The video for “La Fete Nulle” features a casually strewn (read: messy) table with the keyboard on it, the three performers awkwardly sitting closely together with what looks like packing tape distorting their features. Is this a comment on lockdown isolation? Plastic surgery gone wrong? A very effective home-brewed strategy to avoid objectification? It gives the video the feel of a very casual impromptu puppet show.
It’s my favorite track, a circular lament about a really bad party- prodigiously bad in fact. It’s very funny, sung very earnestly and reminds me of being dragged as a kid to events I didn’t want to go to but couldn’t leave. There really are not enough songs out there about mandatory social events and the elaborate societal mores that require us to tolerate allegedly fun gatherings when we would rather be elsewhere.
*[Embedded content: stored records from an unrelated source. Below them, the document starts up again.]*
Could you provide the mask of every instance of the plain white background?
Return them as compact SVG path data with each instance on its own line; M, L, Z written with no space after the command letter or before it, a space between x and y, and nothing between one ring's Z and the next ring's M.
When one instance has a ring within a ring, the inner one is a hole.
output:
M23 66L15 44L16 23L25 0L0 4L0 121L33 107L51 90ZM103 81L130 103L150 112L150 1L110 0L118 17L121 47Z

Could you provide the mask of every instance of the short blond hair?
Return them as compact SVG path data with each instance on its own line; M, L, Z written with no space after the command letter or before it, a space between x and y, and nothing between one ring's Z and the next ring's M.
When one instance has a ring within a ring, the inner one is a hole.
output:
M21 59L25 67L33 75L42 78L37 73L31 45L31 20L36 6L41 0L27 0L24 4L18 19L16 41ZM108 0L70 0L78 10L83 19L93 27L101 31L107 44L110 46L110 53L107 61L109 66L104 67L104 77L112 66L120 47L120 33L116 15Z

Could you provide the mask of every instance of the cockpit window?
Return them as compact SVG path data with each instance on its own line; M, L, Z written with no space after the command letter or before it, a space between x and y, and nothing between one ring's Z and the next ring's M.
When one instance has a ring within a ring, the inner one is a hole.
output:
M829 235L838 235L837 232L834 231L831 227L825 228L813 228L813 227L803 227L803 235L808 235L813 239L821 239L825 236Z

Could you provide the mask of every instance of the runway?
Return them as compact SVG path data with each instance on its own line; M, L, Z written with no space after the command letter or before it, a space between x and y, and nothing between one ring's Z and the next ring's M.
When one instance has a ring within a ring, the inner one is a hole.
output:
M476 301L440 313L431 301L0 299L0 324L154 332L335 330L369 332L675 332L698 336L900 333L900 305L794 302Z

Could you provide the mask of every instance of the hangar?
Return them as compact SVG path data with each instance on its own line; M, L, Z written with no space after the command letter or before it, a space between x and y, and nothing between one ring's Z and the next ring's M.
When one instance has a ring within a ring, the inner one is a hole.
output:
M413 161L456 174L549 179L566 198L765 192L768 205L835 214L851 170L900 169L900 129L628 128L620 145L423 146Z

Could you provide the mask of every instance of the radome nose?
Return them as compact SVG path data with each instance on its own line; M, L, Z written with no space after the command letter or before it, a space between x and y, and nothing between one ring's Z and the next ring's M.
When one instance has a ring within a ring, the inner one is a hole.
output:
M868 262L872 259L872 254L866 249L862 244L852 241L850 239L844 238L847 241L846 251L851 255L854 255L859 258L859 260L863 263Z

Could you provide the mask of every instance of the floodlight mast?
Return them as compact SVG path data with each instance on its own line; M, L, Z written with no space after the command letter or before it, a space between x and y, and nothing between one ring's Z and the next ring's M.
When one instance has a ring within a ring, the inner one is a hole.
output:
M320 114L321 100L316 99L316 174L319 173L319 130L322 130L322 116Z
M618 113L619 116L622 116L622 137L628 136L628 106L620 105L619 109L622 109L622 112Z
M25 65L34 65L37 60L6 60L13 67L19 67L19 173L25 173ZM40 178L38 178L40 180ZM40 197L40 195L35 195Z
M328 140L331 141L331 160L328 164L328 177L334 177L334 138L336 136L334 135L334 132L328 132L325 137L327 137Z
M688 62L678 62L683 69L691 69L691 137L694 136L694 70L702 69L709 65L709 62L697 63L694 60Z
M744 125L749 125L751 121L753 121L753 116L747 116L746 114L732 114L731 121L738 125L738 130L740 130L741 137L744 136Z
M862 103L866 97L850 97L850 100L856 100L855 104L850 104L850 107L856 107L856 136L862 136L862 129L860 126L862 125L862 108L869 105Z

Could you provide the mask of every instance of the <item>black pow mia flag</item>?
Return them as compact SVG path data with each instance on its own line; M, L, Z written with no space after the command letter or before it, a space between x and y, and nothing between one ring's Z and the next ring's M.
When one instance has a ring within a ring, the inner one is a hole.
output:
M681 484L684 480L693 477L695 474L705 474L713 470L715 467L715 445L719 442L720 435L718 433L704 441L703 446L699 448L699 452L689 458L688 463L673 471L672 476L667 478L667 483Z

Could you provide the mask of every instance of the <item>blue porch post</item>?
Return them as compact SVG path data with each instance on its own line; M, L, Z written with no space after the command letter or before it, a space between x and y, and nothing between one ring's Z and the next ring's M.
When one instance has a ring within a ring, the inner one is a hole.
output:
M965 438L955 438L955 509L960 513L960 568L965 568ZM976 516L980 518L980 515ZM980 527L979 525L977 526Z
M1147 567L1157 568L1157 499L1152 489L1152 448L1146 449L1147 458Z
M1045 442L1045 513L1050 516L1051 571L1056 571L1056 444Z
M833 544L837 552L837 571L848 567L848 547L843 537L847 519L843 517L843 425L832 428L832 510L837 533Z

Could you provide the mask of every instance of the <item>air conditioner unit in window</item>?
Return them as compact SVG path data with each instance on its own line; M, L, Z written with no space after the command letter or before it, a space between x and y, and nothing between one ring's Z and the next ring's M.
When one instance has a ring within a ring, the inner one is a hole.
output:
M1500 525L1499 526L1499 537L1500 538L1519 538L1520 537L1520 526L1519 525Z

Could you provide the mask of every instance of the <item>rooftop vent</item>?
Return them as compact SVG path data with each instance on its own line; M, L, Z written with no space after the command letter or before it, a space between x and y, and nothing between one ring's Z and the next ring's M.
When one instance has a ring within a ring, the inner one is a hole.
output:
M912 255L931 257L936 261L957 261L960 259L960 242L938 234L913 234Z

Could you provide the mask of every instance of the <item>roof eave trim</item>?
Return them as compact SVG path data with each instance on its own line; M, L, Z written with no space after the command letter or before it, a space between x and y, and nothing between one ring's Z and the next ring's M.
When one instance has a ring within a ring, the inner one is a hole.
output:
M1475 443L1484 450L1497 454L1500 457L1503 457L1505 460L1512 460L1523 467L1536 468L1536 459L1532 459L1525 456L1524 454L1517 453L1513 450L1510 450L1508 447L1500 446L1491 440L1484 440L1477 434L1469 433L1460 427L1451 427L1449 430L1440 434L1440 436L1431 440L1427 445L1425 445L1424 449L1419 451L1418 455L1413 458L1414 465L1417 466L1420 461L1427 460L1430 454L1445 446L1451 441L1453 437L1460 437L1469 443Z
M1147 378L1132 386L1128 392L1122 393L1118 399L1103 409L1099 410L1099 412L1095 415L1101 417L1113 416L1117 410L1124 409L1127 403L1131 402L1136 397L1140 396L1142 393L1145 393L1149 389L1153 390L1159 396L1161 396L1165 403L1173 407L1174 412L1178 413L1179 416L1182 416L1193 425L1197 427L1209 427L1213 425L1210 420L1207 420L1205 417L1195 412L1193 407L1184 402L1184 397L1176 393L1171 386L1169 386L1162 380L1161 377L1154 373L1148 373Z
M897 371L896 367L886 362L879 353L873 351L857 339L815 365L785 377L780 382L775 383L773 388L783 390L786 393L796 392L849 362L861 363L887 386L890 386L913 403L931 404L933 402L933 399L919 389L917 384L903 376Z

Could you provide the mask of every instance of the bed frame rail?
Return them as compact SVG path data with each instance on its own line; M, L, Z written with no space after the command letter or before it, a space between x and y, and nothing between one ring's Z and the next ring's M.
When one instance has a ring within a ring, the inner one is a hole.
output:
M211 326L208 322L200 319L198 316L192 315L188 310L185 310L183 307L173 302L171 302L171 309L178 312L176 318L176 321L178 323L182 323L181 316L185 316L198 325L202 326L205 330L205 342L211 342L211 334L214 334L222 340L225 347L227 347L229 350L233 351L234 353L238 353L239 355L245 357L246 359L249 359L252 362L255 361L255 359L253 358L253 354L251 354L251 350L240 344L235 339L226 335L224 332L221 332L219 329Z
I’m reminded of Eric Satie tunes, of little glimpses into daily life, of bored children on car trips, of passing time with home-made fun: games, laughing, singing and complaining. It reminds me of how Alice in Wonderland begins, with Alice becoming sleepy and bored by the side of a river as her sister reads a book with no pictures. She then, of course, dreams a picture-filled world of inversions, puzzles, and twisted logic. Like Alice in Wonderland, L’oiseau magnifique very much plays with the rules and norms of things in the world. It is also seriously reassuring; a reminder of some of the best bits about being human: sharing, inventing, participating creatively together. It is defiantly not about showboating, which can also be taken as a more feminist, collaborative approach to music-making. The aspect of virtuosity being tamped down in favor of an apparently off-the-cuff musical jam session, in keeping with folk traditions and a house-concert ethos.
I am pretty sure live concerts are the best way to appreciate Alice. The band have commented on the importance of the audience’s emotional responses as being an integral part of the experience. The whole project echoes the aesthetic described in Josephine the Singer, or the Mouse Folk the last short story written by Franz Kafka, about a singing diva whose talent is that she vocally expresses the hopes and anxieties of her people. The story is about the possibility of art to translate individual feeling into the collective realm, and, published in 1924, it is hard not to see the mouse people as a metaphor for deeply oppressed people living in stressful circumstances, under fascism, actively aware that things will worsen. They live in fear yet look for hope and joy and Josephine draws them together not through the technical excellence of her voice but through her fragility and vulnerability. She sings for them all and her art is the moment of optimism she delivers through the experience of the everyone deep listening and swaying to the sounds of their existential predicament, a state of being they cannot otherwise verbalize. It’s a major work disguised as a short story about a theatrical rodent, which very much feels like what is being attempted here.
L’oiseau magnifique thoughtfully gives us music for this moment, as we try to reconnect, find delight, poke at, critique and ponder this strange, pandemically morphed fascist-leaning world. I, for one, am wishing they come my way on tour soon. I could use a bit of a laugh/cry with some singing. In the meantime. I have the album to enchant and reassure me with its odd lullabies.